Though I have not found my refuge, per se, in mirth, I

have ever girded myself in it and sallied forth with an eye

toward your fabulous windmills, and I have stuck the lance

in a whirling blade or two (in a well-loved eye or two!)!

Look at this grand, malevolent rage upon the streets!

I feel silly. I thought a toy horn the only necessary

instrument for the job, and, stubbornly, I left the other


cases home among the dust.

The crowd roils in the streets! The crowd thunders

toward me.

Their majesty would be best greeted with a trumpet

formed of bronzed conch! Truth to tell, I did not think

them capable of earning even the leering tease of my

trombone. I have been an ass to undervalue their pomp! They

deserve the trumpet and this old dotterer has left it to

linger in elsewhere’s cobwebs.

And something else: If you were here and not humdrum,

dutifully poring over our page (you have my every

permission to stop reading!) I would be forced to

apologize. Yes, I have been a little slipshod (and too

humble, too). I have not painted every feather in the

plume. I have not named my crimes.

You (were you only here!) would notice, in the nearing

crowds, effigies (set to hot blue flame, no less!) of your

humble narrator.

Effigies hung from tall poles burst into flame.

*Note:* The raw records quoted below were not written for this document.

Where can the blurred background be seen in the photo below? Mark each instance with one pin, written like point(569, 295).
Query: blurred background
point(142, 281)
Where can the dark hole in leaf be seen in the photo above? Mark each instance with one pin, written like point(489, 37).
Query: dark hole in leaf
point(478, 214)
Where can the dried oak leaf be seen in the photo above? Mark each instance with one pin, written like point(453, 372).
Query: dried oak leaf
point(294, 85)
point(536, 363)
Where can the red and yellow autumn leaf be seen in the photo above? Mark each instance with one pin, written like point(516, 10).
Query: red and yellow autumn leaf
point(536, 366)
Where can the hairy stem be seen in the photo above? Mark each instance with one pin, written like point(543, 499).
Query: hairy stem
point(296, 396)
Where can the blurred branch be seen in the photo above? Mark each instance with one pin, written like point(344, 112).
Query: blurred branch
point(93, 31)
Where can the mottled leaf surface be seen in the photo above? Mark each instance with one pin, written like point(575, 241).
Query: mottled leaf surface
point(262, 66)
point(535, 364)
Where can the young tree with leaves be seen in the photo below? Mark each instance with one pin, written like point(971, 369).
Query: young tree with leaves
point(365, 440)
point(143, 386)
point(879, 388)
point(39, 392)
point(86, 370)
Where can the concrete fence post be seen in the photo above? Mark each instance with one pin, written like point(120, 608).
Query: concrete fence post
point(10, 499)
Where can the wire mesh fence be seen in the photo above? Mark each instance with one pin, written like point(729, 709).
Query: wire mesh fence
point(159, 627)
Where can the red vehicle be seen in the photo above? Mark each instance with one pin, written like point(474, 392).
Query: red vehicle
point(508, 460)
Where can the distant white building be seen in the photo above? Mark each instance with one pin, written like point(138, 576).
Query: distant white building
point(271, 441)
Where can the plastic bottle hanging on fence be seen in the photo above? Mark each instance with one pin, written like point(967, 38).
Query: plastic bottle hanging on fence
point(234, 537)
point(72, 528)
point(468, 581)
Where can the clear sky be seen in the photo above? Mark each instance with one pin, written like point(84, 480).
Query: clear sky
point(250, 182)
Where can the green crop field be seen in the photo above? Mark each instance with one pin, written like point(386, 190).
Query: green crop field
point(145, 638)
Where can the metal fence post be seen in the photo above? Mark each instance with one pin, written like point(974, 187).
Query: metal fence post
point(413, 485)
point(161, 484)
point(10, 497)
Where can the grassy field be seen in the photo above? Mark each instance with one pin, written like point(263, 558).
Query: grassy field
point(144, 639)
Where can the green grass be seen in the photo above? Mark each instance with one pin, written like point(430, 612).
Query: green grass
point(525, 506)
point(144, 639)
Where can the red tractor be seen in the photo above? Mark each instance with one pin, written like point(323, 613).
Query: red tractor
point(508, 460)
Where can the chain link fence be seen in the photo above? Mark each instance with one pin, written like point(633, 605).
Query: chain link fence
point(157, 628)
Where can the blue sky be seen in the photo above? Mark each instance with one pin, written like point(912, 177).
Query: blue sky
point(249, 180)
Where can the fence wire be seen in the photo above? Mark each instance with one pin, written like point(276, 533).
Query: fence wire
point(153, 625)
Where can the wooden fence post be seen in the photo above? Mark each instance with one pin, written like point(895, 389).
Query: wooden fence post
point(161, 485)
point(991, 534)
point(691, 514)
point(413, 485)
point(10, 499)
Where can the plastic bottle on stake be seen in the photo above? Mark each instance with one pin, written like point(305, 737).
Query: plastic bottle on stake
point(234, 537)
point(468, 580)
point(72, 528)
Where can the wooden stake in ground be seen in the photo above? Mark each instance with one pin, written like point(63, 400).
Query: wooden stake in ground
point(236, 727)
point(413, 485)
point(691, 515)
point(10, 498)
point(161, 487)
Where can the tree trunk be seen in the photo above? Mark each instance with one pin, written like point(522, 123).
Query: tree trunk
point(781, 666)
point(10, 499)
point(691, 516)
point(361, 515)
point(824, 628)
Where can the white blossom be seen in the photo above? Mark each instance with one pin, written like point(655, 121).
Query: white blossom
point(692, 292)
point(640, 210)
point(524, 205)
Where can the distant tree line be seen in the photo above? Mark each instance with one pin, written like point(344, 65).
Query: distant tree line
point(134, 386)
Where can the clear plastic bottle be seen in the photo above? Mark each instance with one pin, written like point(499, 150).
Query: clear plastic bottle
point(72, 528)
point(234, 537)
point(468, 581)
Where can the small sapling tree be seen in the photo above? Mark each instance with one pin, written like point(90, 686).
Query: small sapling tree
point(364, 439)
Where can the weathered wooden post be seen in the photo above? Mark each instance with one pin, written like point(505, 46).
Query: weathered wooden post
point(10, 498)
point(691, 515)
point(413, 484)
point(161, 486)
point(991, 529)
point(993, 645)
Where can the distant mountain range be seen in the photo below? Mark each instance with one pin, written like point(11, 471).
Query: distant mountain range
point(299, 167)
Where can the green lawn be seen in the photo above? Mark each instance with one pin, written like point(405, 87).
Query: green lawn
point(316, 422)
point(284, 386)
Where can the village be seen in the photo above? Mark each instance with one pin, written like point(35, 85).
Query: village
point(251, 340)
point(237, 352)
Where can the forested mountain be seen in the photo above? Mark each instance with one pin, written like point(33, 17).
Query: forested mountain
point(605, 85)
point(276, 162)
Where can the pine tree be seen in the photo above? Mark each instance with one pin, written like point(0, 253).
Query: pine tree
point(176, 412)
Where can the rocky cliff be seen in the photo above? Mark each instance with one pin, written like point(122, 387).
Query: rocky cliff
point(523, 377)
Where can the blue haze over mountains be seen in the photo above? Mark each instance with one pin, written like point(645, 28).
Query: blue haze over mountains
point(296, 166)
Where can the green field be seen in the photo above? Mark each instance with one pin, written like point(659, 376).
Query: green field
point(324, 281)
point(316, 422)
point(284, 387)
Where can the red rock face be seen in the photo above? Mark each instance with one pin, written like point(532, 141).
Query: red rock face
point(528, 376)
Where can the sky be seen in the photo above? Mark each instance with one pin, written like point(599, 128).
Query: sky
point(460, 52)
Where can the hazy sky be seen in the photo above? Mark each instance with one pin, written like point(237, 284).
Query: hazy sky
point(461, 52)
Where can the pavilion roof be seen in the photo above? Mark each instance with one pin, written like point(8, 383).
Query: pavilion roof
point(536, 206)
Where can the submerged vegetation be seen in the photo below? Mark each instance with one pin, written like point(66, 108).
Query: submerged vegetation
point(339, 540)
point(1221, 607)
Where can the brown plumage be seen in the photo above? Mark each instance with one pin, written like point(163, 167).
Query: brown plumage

As to my crimes: imagine whatsoever you will. It is

all true. The bodies hung from the chapel rafters; the

policemen sewn into the bellies of their horse’s corpses;

poisoned wells, cyclones and famine. The sin is mine of


interrupting the thoughtless quiet of their lives.

So I am pleased to let this end. Their passion my

gift.

From my high perch atop this bell tower I present my

dancing silhouette (my immense and quivering silhouette). I

offer it not to exhibit smug superiority, only to entice

the little ones below.

A gift of myself. To catch the flying hawk (fat and

evil though I am) nourishes the soul. To catch a mouse is

glory only to the selfsame hawk (and I have clenched a few

mice in my talons (in my sweat-slicked grip!)).

ANGRY MOB gather around basillica, set tall

ladders against walls, beat against the doors

until they shatter. ANGRY MOB enter basillica.

Ah! The staccato rapping of feet on the stairs below!

Hark! The groaning of laden ladders against the wall’s

stucco. The ladders chirp and grind, raking against the

stucco. It reminds me of the flatulence in our childhood

jokes. Toot toot toot!

Oh, sisters. Oh, brothers. I am spent. Do not be angry

with me. I need violence to spark me. I adore you all. A

better mob than the one that burned your Frankenstein down!

I will not hide from the rope. Nor the snap! My


failing bones long for this music, this last percussion.

The shudder at the end.

In my youth I lapped at these broad, dark pools. I

lapped up little quantities then tore away, shamefully

proud of myself, and returned time to time. Now it will put

me into its belly, please.

Welcome, sisters and brothers, but--please--send this

letter by post. Deliver it and me. Look for me in the

endless deep velvet of the postman’s bag.